Hacker News new | ask | show | jobs
by treyd 930 days ago
MusicXML seems to be more for notation and sheet music typesetting rather than algorithmic operations on the notes themselves. Sure you could train a model on it but you'd be better off doing it on the specific domain and classically translating up to the XML format.
1 comments

Right, but sheet music is ubiquitous in countless musical contexts and there's very little attention to it from the ML side.

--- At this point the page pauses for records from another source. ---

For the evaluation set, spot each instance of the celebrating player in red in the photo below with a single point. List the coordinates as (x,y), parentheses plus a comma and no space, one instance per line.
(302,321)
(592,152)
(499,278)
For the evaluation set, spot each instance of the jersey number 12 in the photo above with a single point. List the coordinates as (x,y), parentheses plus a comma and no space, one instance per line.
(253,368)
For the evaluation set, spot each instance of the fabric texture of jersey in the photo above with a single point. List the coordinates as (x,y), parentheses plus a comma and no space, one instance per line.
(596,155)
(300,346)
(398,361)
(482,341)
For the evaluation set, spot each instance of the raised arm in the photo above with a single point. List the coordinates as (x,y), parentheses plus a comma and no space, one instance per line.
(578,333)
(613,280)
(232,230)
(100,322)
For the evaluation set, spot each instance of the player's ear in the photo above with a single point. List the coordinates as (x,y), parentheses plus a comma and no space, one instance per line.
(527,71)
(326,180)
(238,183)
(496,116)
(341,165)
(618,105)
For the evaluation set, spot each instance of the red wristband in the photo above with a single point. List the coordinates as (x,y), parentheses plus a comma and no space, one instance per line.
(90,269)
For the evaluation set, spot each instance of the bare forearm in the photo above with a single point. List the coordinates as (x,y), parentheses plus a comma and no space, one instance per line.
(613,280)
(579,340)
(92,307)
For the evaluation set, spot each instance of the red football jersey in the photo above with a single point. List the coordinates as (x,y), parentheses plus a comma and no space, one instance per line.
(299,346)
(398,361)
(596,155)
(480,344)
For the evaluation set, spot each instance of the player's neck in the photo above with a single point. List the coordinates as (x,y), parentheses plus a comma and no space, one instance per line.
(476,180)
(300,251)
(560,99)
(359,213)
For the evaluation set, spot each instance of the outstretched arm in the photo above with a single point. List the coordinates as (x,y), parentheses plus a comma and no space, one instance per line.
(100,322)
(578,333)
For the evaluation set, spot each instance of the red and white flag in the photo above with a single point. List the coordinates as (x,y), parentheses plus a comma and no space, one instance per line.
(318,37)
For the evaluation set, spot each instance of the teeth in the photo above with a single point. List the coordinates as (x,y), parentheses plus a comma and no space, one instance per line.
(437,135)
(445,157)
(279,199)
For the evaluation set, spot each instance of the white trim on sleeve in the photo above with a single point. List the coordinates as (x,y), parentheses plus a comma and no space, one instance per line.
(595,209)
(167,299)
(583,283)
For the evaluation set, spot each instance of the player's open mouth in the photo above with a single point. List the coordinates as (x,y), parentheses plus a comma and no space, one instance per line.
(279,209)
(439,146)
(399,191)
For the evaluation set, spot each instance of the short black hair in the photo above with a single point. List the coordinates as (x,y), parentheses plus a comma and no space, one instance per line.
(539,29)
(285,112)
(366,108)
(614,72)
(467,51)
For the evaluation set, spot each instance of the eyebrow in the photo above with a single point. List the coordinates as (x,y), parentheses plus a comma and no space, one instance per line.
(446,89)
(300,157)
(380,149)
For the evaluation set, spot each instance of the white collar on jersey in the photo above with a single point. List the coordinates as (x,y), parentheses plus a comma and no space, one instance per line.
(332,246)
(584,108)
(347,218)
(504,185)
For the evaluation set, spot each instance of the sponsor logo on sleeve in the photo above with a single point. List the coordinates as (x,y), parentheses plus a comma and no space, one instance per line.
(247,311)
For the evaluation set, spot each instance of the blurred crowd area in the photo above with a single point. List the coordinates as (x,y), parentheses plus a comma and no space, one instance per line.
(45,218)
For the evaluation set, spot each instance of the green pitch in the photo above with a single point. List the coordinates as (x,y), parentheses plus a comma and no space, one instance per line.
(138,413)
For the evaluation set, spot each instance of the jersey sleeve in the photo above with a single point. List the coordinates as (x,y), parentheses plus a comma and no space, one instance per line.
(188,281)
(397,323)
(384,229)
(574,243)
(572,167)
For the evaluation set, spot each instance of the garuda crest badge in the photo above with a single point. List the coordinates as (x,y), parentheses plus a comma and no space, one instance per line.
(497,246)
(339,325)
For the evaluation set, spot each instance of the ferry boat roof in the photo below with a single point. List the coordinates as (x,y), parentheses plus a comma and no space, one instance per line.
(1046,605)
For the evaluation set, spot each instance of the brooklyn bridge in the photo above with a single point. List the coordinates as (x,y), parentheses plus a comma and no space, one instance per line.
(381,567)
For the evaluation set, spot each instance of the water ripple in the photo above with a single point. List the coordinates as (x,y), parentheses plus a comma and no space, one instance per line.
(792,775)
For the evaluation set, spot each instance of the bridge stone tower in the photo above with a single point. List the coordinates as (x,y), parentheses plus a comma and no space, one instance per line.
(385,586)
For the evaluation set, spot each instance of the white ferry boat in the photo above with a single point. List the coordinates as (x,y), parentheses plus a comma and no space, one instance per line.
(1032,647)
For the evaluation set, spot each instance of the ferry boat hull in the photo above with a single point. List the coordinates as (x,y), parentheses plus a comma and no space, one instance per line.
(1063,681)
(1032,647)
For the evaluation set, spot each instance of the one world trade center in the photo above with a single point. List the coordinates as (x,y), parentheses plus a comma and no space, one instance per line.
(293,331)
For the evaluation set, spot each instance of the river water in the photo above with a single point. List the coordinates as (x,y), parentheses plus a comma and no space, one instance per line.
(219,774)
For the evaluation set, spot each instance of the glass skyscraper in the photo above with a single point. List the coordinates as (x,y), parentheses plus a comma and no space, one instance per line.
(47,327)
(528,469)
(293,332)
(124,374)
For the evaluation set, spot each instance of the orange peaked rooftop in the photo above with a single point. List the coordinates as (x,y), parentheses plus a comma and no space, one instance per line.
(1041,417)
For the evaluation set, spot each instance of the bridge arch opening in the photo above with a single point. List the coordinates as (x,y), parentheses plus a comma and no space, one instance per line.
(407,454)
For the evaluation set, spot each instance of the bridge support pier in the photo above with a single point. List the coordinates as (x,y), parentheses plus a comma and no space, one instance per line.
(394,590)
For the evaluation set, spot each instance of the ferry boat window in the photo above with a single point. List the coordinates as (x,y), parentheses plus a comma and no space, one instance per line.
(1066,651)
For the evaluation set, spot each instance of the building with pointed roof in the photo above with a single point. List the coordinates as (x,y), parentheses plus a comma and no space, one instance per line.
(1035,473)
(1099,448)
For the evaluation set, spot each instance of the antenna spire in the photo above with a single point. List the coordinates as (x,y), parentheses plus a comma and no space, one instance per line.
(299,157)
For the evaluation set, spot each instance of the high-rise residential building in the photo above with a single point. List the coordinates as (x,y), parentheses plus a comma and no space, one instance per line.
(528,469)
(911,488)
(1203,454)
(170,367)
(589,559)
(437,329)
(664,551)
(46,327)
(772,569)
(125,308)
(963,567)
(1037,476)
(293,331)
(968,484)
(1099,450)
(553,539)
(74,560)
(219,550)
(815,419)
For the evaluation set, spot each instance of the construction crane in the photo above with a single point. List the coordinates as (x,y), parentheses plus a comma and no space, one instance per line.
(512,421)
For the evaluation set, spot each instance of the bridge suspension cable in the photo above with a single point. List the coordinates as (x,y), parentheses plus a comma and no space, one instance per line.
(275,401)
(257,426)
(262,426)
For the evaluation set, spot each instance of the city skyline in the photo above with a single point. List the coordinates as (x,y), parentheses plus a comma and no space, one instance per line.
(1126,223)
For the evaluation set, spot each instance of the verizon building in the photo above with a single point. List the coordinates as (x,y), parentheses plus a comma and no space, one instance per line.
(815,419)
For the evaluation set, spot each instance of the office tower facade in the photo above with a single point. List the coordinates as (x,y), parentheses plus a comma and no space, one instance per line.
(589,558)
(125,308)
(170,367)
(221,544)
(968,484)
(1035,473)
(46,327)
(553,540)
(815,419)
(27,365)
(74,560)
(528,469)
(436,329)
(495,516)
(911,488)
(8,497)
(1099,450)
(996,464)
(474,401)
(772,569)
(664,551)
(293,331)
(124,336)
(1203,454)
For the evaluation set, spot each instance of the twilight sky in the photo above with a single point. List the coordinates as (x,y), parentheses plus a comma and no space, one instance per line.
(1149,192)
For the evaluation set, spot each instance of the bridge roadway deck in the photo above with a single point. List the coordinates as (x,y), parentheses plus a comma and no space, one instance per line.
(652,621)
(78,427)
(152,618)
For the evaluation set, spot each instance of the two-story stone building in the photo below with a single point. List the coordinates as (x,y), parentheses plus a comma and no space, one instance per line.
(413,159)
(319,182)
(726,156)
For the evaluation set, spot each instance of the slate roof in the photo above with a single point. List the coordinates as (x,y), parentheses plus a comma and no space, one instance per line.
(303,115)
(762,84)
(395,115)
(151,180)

Sheet music is somewhat arduous to create and there is definitely room for a lot of automation and ML could help out a lot. I experimented with a tokenizer / GPT-2 (decoder-only) model for MusicXML (https://github.com/jsphweid/xamil) that is able to generate single staff music somewhat coherently. But it's just a first step and I don't care about generating (EDIT: hallucinated) music. Ideally we could add an encoder part to a model like this that takes in MIDI tokens and spits out sheet music. But I haven't gotten that far and don't have the ML chops to do it at this time. But it shouldn't be impossible.
Having an MP3 to sheet music would be even better, but probably 10x harder to do well.
For now, between the state of the art source separation models (e.g. demucs) and transcription models (e.g. Magenta's MT3) the last mile seems to be MIDI -> MusicXML IMO. But yes, I suspect it'll become more end-to-end ML in time.